Stories
Slash Boxes
Comments

SoylentNews is people

posted by hubie on Wednesday December 31, @05:35AM   Printer-friendly

https://therecord.media/spotify-disables-scraping-annas

Spotify responded on Monday to an open-source group's decision to publish files over the weekend containing 86 million tracks scraped from the music streaming platform.

Anna's Archive, which calls itself the "largest truly open library in human history," said on Saturday that it discovered a way to scrape Spotify's files and subsequently released a database of metadata and songs.

A spokesperson for Spotify told Recorded Future News that it "has identified and disabled the nefarious user accounts that engaged in unlawful scraping."

"We've implemented new safeguards for these types of anti-copyright attacks and are actively monitoring for suspicious behavior," the spokesperson said. "Since day one, we have stood with the artist community against piracy, and we are actively working with our industry partners to protect creators and defend their rights."
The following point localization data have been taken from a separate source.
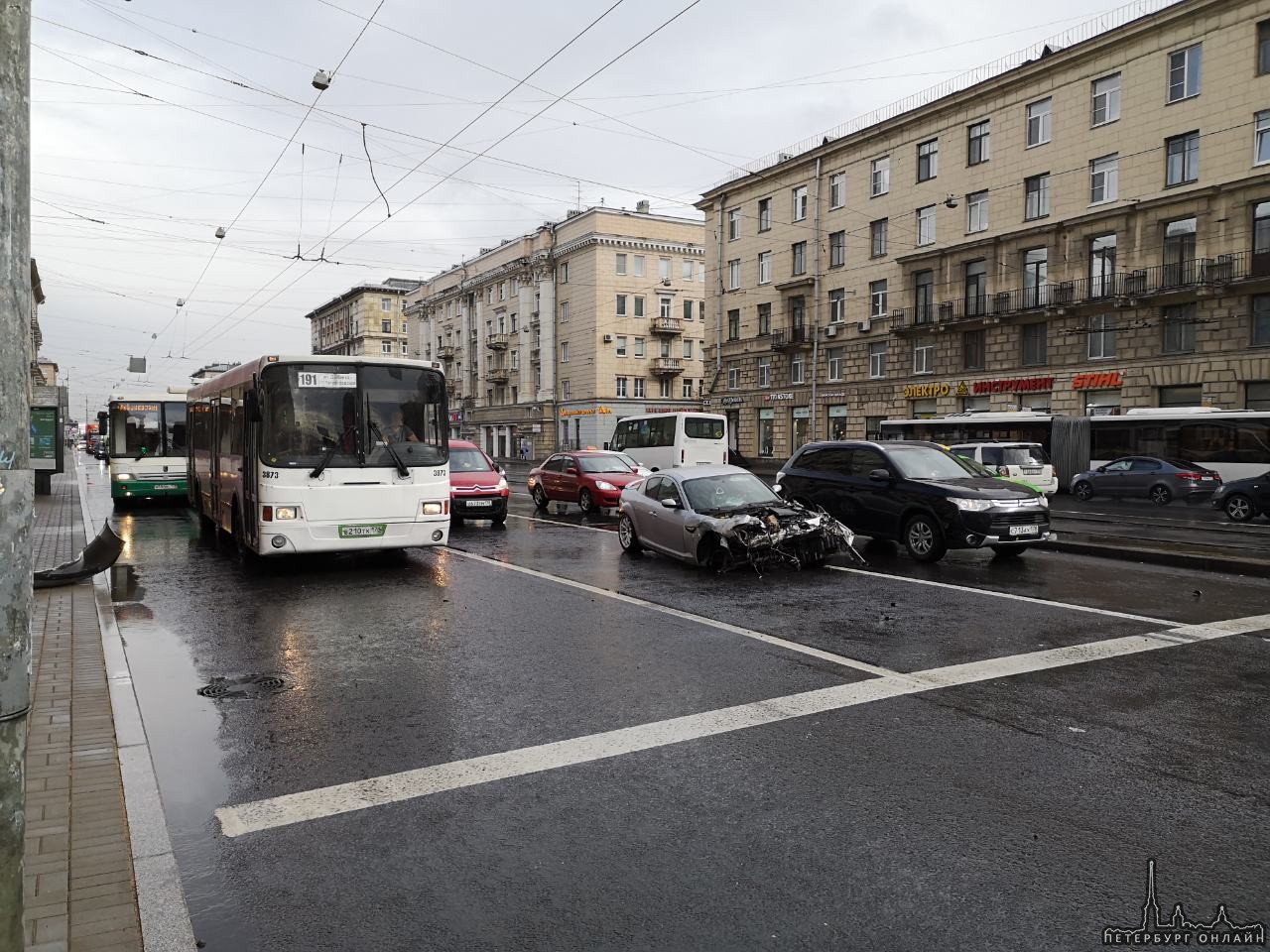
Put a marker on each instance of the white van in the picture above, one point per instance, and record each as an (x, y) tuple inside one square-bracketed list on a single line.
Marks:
[(666, 440), (1021, 461)]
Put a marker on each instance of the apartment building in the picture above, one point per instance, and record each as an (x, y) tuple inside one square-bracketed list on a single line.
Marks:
[(1083, 232), (553, 336), (367, 320)]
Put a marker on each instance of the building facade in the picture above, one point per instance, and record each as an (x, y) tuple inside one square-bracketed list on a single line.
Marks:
[(1083, 234), (367, 320), (552, 338)]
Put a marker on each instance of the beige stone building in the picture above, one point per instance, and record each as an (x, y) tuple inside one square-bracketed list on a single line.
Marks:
[(556, 335), (1083, 231), (367, 320)]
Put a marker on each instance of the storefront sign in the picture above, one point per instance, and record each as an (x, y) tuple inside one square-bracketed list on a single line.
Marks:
[(916, 391), (1110, 380), (1016, 385)]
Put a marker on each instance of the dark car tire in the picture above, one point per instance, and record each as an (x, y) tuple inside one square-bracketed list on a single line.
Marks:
[(924, 538), (626, 536), (1239, 508)]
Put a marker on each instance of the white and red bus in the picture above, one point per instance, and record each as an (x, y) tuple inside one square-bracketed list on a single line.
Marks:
[(322, 453)]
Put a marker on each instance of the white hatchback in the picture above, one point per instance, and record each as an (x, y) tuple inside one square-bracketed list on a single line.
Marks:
[(1020, 461)]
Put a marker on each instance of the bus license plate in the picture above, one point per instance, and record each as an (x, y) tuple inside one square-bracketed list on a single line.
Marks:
[(372, 531)]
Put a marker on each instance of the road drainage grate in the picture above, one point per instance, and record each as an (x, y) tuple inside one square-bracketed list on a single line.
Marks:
[(249, 685)]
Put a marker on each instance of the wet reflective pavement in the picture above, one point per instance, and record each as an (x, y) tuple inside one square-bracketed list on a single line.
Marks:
[(1016, 811)]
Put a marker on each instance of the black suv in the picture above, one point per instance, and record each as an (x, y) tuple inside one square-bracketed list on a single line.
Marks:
[(916, 493)]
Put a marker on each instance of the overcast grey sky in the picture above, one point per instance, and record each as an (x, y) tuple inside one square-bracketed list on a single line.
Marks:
[(159, 150)]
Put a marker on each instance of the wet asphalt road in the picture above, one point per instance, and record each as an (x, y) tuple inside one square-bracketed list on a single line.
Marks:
[(1014, 812)]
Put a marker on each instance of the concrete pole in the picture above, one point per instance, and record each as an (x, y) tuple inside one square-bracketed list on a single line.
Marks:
[(17, 481)]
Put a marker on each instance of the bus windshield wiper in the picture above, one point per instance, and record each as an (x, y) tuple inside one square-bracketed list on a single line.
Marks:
[(402, 468), (329, 454)]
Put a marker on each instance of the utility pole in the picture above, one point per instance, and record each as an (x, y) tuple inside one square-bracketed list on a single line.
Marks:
[(17, 480)]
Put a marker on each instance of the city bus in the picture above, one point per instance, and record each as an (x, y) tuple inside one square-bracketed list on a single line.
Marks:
[(1236, 443), (145, 436), (321, 454)]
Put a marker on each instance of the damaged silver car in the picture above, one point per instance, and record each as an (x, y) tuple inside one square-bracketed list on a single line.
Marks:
[(724, 517)]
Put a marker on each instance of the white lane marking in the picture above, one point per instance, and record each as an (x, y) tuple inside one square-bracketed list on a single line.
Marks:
[(411, 784), (1010, 595), (679, 613)]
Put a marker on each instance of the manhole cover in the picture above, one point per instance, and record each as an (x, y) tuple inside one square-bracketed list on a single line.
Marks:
[(249, 685)]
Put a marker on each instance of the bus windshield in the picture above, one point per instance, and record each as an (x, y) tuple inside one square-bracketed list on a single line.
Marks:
[(352, 414)]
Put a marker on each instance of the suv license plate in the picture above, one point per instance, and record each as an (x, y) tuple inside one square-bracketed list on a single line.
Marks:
[(372, 531)]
The spokesperson added that Anna's Archive did not contact them before publishing the files. They also said it did not consider the incident a "hack" of Spotify. The people behind the leaked database systematically violated Spotify's terms by stream-ripping some of the music from the platform over a period of months, a spokesperson said.

They did this through user accounts set up by a third party and not by accessing Spotify's business systems, they added.

Anna's Archive published a blog post about the cache this weekend, writing that while it typically focuses its efforts on text, its mission to preserve humanity's knowledge and culture "doesn't distinguish among media types."

"Sometimes an opportunity comes along outside of text. This is such a case. A while ago, we discovered a way to scrape Spotify at scale. We saw a role for us here to build a music archive primarily aimed at preservation," they said.

"This Spotify scrape is our humble attempt to start such a 'preservation archive' for music. Of course Spotify doesn't have all the music in the world, but it's a great start."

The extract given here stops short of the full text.